Company uses technology to empower businesses and revolutionize tech
Even when 3D printing began to make its way into mainstream culture, the process itself seemed alien, like something out of a science fiction movie. Fast forward to today, and companies like Youngstown-based Freshmade 3D aren’t only using 3D printing, or additive manufacturing, for traditional projects like the production of tools or auto parts. Instead, the company has widened their approach to provide access and innovation within the world of the arts.

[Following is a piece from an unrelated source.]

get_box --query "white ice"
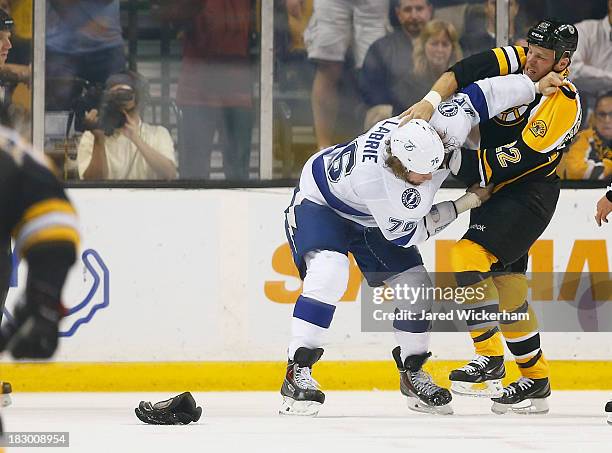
[3,391,611,453]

“Freshmade 3D offers a variety of digital manufacturing services from 3D scanning, reverse engineering, and a technique we call AMCLad, where we have the capability to 3D print medium-to large parts at a lower cost,” said Rich Wetzel, co-founder. “A challenge in the industry right now is that a lot of companies are interested in transitioning to 3D technology but don’t have the background or a properly trained workforce. And that’s where we come in — to test the technology and understand how they would apply it to their business or artistic endeavors.”
Where industrial 3D printers can cost upwards of $1 million, Freshmade 3D’s clients have access to the expertise and technology for a range of industry needs without having to purchase their own equipment. Wetzel and his team provide services to everyone from manufacturers to digital sculptors and architectural firms.

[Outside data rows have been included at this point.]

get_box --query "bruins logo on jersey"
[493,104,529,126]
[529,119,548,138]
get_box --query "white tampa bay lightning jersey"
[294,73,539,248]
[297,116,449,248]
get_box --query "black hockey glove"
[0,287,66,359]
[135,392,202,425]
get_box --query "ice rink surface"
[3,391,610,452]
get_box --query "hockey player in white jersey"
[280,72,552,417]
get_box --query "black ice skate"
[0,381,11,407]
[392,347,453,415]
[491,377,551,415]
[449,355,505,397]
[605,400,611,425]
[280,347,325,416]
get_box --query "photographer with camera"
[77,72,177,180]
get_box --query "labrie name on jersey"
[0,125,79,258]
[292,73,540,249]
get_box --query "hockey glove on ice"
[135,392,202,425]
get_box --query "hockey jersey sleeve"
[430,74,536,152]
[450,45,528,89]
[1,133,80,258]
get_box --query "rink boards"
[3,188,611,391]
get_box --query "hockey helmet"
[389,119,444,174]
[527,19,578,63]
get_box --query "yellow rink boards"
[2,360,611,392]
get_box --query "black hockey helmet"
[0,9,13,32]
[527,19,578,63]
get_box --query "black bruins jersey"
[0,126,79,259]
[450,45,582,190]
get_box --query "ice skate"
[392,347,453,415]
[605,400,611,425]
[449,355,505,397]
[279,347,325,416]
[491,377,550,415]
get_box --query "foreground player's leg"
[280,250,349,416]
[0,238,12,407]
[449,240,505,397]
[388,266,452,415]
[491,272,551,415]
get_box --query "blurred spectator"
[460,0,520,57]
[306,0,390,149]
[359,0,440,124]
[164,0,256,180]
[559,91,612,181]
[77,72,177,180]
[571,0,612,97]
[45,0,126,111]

“Technology is having more of an impact on how these companies design or build solutions than ever before,” said Wetzel. “They want to stay competitive, so they have to be willing to adopt new technology. With 3D printing, you have more design freedom, and that lends itself to creating new objects with new customizations.”
For some of these companies, staying ahead of the technology curve means the opportunity to provide new, accessible experiences. For museums in particular, Freshmade 3D is hoping to use their printing technology to touch and interact with artwork in different ways.
“The artistic and experiential applications of this technology really interest us right now,” said Wetzel. “When people can touch and understand what a piece of art is doing, you can create a whole new experience for them that allows them to interact with art on a more personal level.”
3D relief art isn’t Freshmade 3D’s first foray into the sculptural realm. Although they started out manufacturing rare car parts, they saw an opportunity to jump on a new challenge when they were commissioned by the Youngstown/Warren Regional Chamber to make two life-size bobbleheads of Hillary Clinton and Donald Trump for the 2016 presidential campaign. The 7-foot-tall sculptures required Freshmade 3D to develop their AMCLad technology, which uses sand in its low-cost, large-scale printing process.
In addition to generating quite the buzz, the bobbleheads also cemented Freshmade 3D’s status as a tech innovator in the region, and they sought further support and mentorship from the Youngstown Business Incubator, a partner of Ohio Third Frontier.
“I started my career working for YBI in their additive manufacturing department,” said Wetzel, “Then, when I co-launched the business, that relationship became even more valuable. They’ve provided so much support in terms of getting an affordable office space, making connections and learning from their entrepreneurs in residence. They constantly provide us with guidance, which opens doors that we wouldn’t have been able to otherwise. We’re truly grateful to be part of that organization and for everything they’ve done for us.”